# German Dictionary?



## Hockey13

Considering the fact that there isn't even a German translation service on this site, there is a good amount of activity in the German forum. There are enough students of the language in the world that I think this would be a benefit to WR.com.


----------



## Kelly B

Hello, Hockey13,
Please read this thread for more information.
http://forum.wordreference.com/showthread.php?t=3825


----------



## maxiogee

Kelly B said:


> Hello, Hockey13,
> Please read this thread for more information.
> http://forum.wordreference.com/showthread.php?t=3825





> I have no use for more abuse than I currently receive!!!
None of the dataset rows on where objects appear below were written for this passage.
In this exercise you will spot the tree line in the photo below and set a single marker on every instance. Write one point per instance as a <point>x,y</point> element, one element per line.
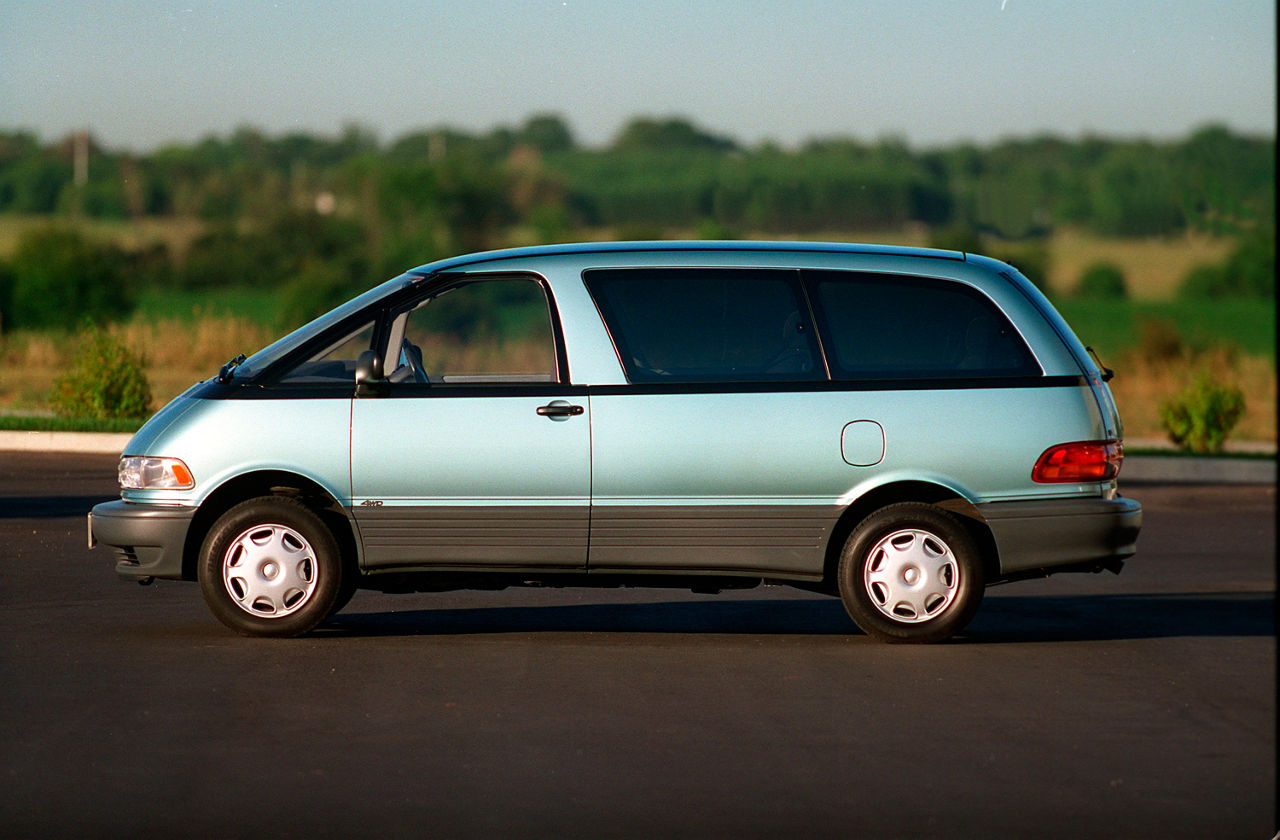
<point>323,215</point>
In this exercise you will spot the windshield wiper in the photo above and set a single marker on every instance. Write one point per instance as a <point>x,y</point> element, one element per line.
<point>1106,371</point>
<point>228,370</point>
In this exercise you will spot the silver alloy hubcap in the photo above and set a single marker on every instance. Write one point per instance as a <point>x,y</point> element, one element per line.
<point>270,571</point>
<point>912,576</point>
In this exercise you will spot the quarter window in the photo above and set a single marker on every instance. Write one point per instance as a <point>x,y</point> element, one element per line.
<point>707,324</point>
<point>892,327</point>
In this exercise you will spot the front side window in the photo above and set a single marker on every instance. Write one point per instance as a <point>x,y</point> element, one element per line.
<point>481,332</point>
<point>892,327</point>
<point>736,325</point>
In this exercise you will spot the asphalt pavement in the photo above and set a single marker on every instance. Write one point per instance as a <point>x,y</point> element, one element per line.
<point>1132,706</point>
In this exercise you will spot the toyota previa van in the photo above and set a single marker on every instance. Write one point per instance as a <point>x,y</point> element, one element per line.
<point>896,427</point>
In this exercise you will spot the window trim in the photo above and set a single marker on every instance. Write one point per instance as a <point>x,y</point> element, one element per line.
<point>795,282</point>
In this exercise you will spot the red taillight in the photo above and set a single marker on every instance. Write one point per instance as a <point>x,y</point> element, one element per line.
<point>1083,461</point>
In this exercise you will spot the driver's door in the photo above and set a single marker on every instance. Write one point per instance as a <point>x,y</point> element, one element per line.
<point>475,453</point>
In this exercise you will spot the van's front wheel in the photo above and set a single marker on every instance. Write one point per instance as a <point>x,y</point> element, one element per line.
<point>270,567</point>
<point>910,573</point>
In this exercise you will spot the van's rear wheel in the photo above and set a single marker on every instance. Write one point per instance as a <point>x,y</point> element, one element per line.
<point>910,573</point>
<point>270,567</point>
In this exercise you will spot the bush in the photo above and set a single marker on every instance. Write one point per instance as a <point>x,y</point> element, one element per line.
<point>1202,415</point>
<point>59,278</point>
<point>1102,281</point>
<point>105,380</point>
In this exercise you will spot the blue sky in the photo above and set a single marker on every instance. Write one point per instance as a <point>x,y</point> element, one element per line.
<point>141,73</point>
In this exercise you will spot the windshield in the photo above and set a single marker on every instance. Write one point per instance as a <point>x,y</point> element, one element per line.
<point>277,350</point>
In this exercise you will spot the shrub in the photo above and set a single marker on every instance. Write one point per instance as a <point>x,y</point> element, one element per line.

Does this mean that Mike can use some more abuse - he should have said! I'll get right on it!


----------



## cuchuflete

More abuse for Mike?  Hardly.  Between vB "upgrades", a change to Apache server software, an overloaded server, and the extreme nuissance of having to cope with mods, he gets enough abuse these days.


----------



## Hockey13

Kelly B said:


> Hello, Hockey13,
> Please read this thread for more information.
> http://forum.wordreference.com/showthread.php?t=3825


 
Now, I know this might seem ambitious, but has it ever been suggested that we make our own German-English dictionary? I'm certain we could organize a Wiki-like project, only with a few levels of editing before publishing. I would be more than willing to contribute. I wonder what sort of strain this would put on Mike's time and wallet..


----------



## Alxmrphi

I do think that is a good idea as well, watched over by moderators who speak the language who can read and approve, I think is best (to avoid any possible mistakes)

We can have someone who speaks good German (Jana, for example) and when people add an entry she, or anyone else who is good at German can see and approve entries without it being too time consuming for any one person, thus making the dictionary appear at an incredible speed (to benifit much more people).

This would be a great thing for WR.


----------



## Hockey13

Any other comments on this?


----------



## elroy

Nope - except to say that this is quite a formidable task and I'm not surprised people aren't exactly getting to work right away.


----------